X = pd.concat([df[['PRICEEACH', 'QUANTITYORDERED']], df_encoded], axis=1)
y = df['HIGH_SALES']

X_train, X_test, y_train, y_test = train_test_split(X, y, test_size=0.2, random_state=42)
model = LogisticRegression(max_iter=1000)
model.fit(X_train, y_train)
y_pred = model.predict(X_test)
print(classification_report(y_test, y_pred))

In [None]:
sample_data = pd.DataFrame([[
    95, 0,  14, 0, 0, 0, 0, 0, 10, 0    
]], columns=X.columns)

#example Prediction
sample_prediction = model.predict(sample_data)
print("Prediction:", "High Sales" if sample_prediction[0] == 1 else "Low Sales")

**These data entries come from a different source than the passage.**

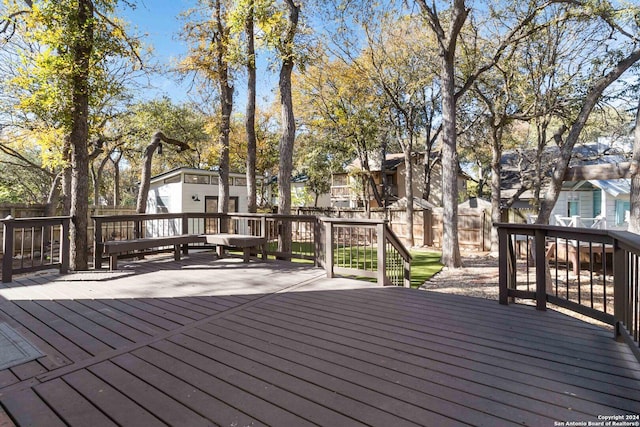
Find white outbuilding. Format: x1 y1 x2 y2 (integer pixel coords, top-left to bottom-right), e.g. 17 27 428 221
147 167 260 213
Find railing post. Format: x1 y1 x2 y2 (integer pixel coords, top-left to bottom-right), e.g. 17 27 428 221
93 218 103 269
376 223 387 286
533 230 547 311
313 217 322 267
180 212 189 255
613 239 629 338
2 218 14 283
324 221 333 278
60 218 69 274
498 227 510 305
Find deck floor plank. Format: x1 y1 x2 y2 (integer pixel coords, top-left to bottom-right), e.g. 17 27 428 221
89 362 211 427
63 370 166 427
199 316 569 425
276 294 640 391
101 299 182 331
0 303 91 366
11 360 48 381
121 347 309 425
2 388 68 427
34 378 117 427
178 332 488 426
110 299 193 331
0 254 640 427
76 300 166 342
226 302 624 415
328 290 634 363
16 301 111 355
37 301 133 351
252 290 638 408
58 300 152 347
0 368 20 388
139 298 207 325
144 341 360 426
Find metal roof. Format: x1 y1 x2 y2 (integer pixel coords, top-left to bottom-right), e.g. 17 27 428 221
589 178 631 197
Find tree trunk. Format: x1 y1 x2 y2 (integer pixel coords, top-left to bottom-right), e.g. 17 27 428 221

The logistic regression model performs very well, with 97% accuracy in predicting whether a product will have high or low sales. It shows a strong balance between correctly identifying both categories.

Key factors like price, quantity, deal size, and product line help the model make accurate predictions. This model can support better decisions in pricing, marketing, and inventory planning.

Overall, it’s a reliable and useful tool for sales classification.